Thank you so much @Mamie for your advices.
I have full backup and I started to restore them on a temporary server to ensure continuity of service for my family
I am currently focusing on that to be sure everything works well for Christmas period.
I will install Scrutiny on the repaired server to make a better follow up of the disk health.
And yes I know that any equipment can fail, even if it is new. I just hoped it does not happen with me

Many thanks @cocoyuno for your suggestions.
Could you tell me what should I put on my mount option to improve filesystem check? The current set up is the standard one on a minimal Debian install + Yunohost script. I didn’t modify anything.
And I will modify with noatime
I will also check with fstrim and check for recent hardware drivers errors.

I think I have some information when I film the screen of this home server during crash. I have to do it again but I noticed at the very beginning of the crash
Buffer I/O error on device sdb2
And then a EXT4-fs error (device sdb2)
So it could mean that it is not my cheap M2 SSD (sda) that fails but rather the Cruxial BX500 SSD (sdb) I added to this server for the /home partition. Am I wrong?
This is to be confirmed by a new crash movie
If this is the case, the BX500 is still under warranty so I hope to get refund for this device.

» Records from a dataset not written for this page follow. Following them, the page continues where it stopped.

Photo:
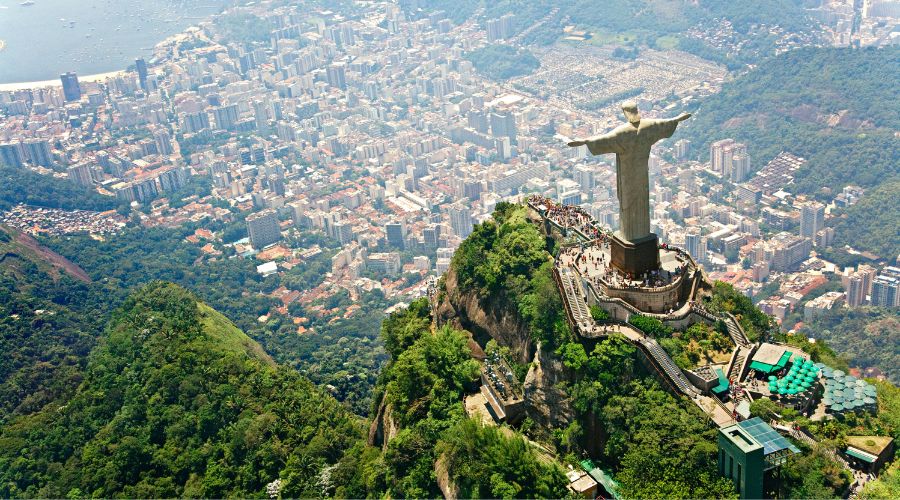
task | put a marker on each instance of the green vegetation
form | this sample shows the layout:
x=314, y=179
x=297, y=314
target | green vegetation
x=658, y=445
x=687, y=348
x=423, y=384
x=487, y=462
x=786, y=104
x=725, y=299
x=244, y=28
x=599, y=314
x=343, y=353
x=867, y=336
x=814, y=474
x=508, y=259
x=854, y=227
x=650, y=326
x=886, y=486
x=502, y=62
x=21, y=185
x=48, y=322
x=169, y=407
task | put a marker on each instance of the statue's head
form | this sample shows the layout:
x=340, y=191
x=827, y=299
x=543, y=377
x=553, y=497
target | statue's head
x=631, y=112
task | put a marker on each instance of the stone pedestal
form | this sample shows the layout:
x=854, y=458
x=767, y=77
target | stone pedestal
x=634, y=257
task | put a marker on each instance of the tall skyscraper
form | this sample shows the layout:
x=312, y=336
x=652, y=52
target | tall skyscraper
x=682, y=149
x=163, y=142
x=38, y=152
x=695, y=244
x=503, y=124
x=812, y=219
x=226, y=116
x=71, y=88
x=336, y=74
x=460, y=219
x=263, y=228
x=81, y=174
x=396, y=234
x=11, y=154
x=717, y=154
x=740, y=167
x=886, y=291
x=141, y=65
x=194, y=122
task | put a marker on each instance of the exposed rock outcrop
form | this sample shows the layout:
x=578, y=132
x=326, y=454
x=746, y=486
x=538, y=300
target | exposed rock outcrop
x=496, y=318
x=547, y=405
x=486, y=319
x=383, y=427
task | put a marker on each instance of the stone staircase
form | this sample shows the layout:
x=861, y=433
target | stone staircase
x=734, y=372
x=671, y=370
x=735, y=331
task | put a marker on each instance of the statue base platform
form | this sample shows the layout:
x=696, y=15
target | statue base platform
x=634, y=257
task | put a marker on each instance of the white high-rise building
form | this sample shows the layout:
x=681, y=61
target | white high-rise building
x=812, y=219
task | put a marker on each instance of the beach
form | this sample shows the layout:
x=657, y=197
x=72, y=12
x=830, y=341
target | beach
x=6, y=87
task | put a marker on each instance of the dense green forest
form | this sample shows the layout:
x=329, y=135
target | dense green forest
x=854, y=226
x=48, y=321
x=868, y=336
x=423, y=384
x=786, y=103
x=502, y=62
x=20, y=185
x=176, y=401
x=651, y=432
x=344, y=353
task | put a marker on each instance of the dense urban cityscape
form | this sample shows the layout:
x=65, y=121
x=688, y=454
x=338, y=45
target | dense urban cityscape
x=348, y=152
x=378, y=133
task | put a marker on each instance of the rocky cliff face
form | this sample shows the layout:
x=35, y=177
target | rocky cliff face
x=383, y=427
x=496, y=318
x=486, y=319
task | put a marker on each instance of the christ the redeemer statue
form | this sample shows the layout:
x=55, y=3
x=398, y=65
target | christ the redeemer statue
x=631, y=143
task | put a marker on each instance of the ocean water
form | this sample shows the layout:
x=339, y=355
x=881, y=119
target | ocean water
x=51, y=37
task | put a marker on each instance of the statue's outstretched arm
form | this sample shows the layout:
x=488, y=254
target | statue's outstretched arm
x=598, y=145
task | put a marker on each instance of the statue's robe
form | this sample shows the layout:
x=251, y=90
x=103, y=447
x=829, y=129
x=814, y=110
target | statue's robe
x=632, y=144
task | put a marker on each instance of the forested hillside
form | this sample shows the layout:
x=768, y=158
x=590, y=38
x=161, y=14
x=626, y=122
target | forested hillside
x=175, y=402
x=655, y=444
x=810, y=102
x=868, y=336
x=49, y=319
x=423, y=386
x=345, y=353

cocoyuno · December 20, 2023, 11:12am

Mount options: 1 for the “/” filesystem and 2 for the others you want to get checked.
Your log files are on your system drive. Even if your sdb disk has problems, your sda disk should not go read-only. There is still something we don’t understand here I think…

croulibri · December 20, 2023, 5:14pm

Thank your @cocoyuno
This afternoon, my server is not booting anymore. From a live CD I find the sdb2 BX 500 SDD in good health (I check again with smartctl) but my sda1 M2 SDD is not visible anymore. It might have died. After only four month of regular use…

I think I will have finally to buy a better M2 SATA SSD…

cocoyuno · December 20, 2023, 6:05pm

Oh
I hope it’s “only” the SSD and not the system board doing weird things. You will see quickly if you change the system drive… good luck.

croulibri · December 21, 2023, 9:13pm

The company who sell these Trigkey Mini PC is sending me a new M.2 SSD as part of the warranty, so I will check if only the M.2 SSD was defective.

Thanks again for your advises and congrats again to the Devs of Yunohost who allow me (again) to reinstall my server without any problem from my last backup.

system · January 20, 2024, 9:14pm

This topic was automatically closed 30 days after the last reply. New replies are no longer allowed.